The closest Apple surfaces are:

  • ASAuthorizationController and AuthenticationServices provider classes for passkey/WebAuthn UI flows
  • com.apple.developer.web-browser.public-key-credential for browser-class WebAuthn entitlement workflows
  • IOKit HID for USB security-key transport
  • Swift or Objective-C bridging headers for C ABI calls

The current macOS backend uses IOKit and CoreFoundation for USB HID transport.

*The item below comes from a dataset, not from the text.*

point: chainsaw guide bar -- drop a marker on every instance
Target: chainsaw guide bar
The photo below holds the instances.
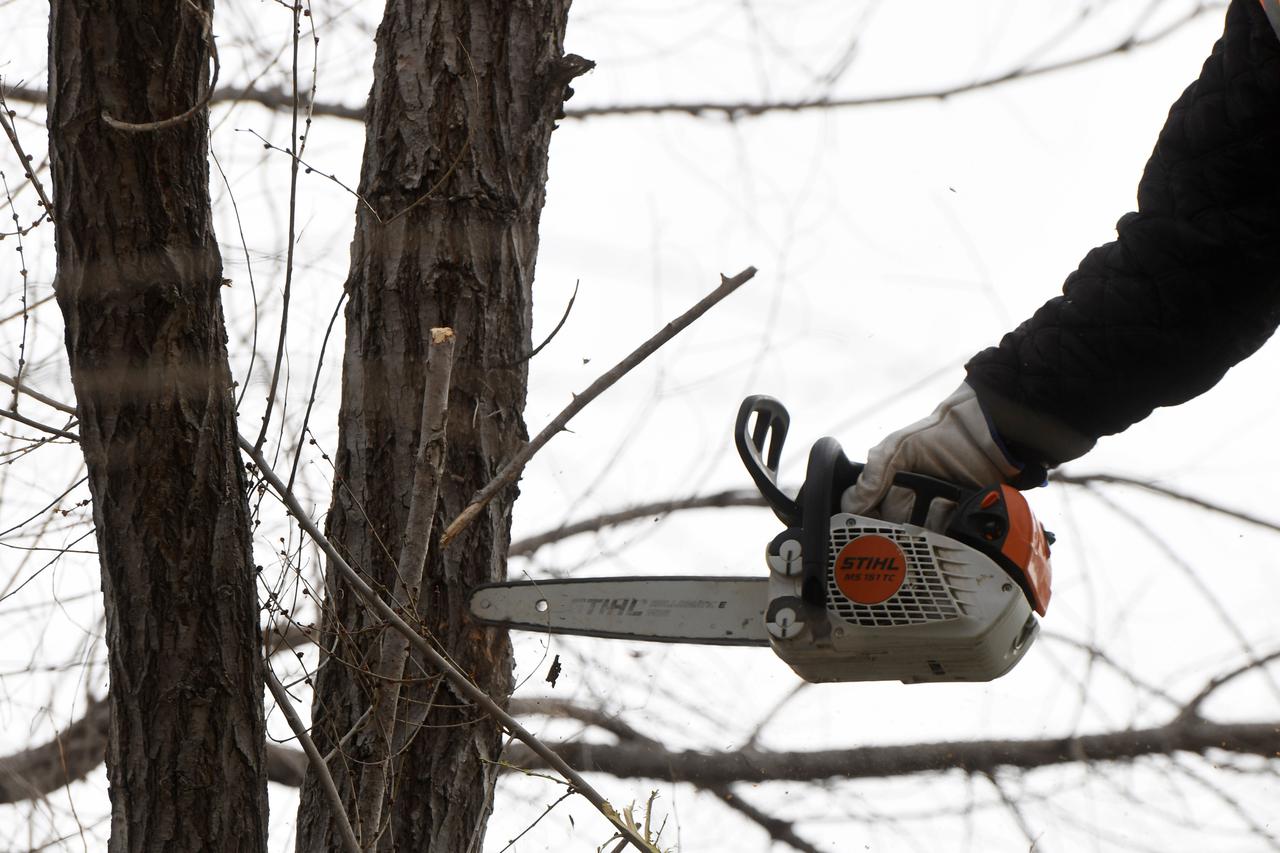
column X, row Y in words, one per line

It does not expose AuthenticationServices UI, passkeys/iCloud Keychain, platform authenticators, Secure Enclave flows, biometric prompts, LocalAuthentication policy, browser mediation semantics, or WebAuthn origin/RP policy.

Available Now

  • C ABI callable from Swift, Objective-C, C, C++, and other FFI hosts
  • USB HID device enumeration for FIDO2 authenticators
  • CTAPHID framing and CTAP2 CBOR command/response handling
  • makeCredential, getAssertion, getInfo, PIN protocol v2, response parsing, and keepalive callback variants
  • macOS transport through IOKit/CoreFoundation
  • Linux transport through hidraw
  • Direct Zig package API through src/root.zig

Not Yet Available

  • SwiftPM package, module map, or XCFramework packaging
  • Objective-C sample app and nullability annotations
  • Dedicated Swift wrapper types around the C ABI
  • WebAuthn request/response helper types for clientDataJSON, authenticatorData, and PublicKeyCredential JSON
  • Attestation statement verification, trust policy, origin/RP ID validation, browser mediation semantics, or credential persistence
  • Platform authenticators, passkeys/iCloud Keychain, Secure Enclave, LocalAuthentication, biometric prompts, NFC, BLE, or CTAP extensions such as hmac-secret/credProtect
  • A documented Linux permission guide across common udev/security-key packages

Contributor Starting Points

Good first issues should stay small and should make one missing interop path easier to verify. Useful starting points include a SwiftPM/modulemap smoke test, an Objective-C bridge sample, C header nullability annotations, a WebAuthn mapping guide, and a Linux hidraw permission guide.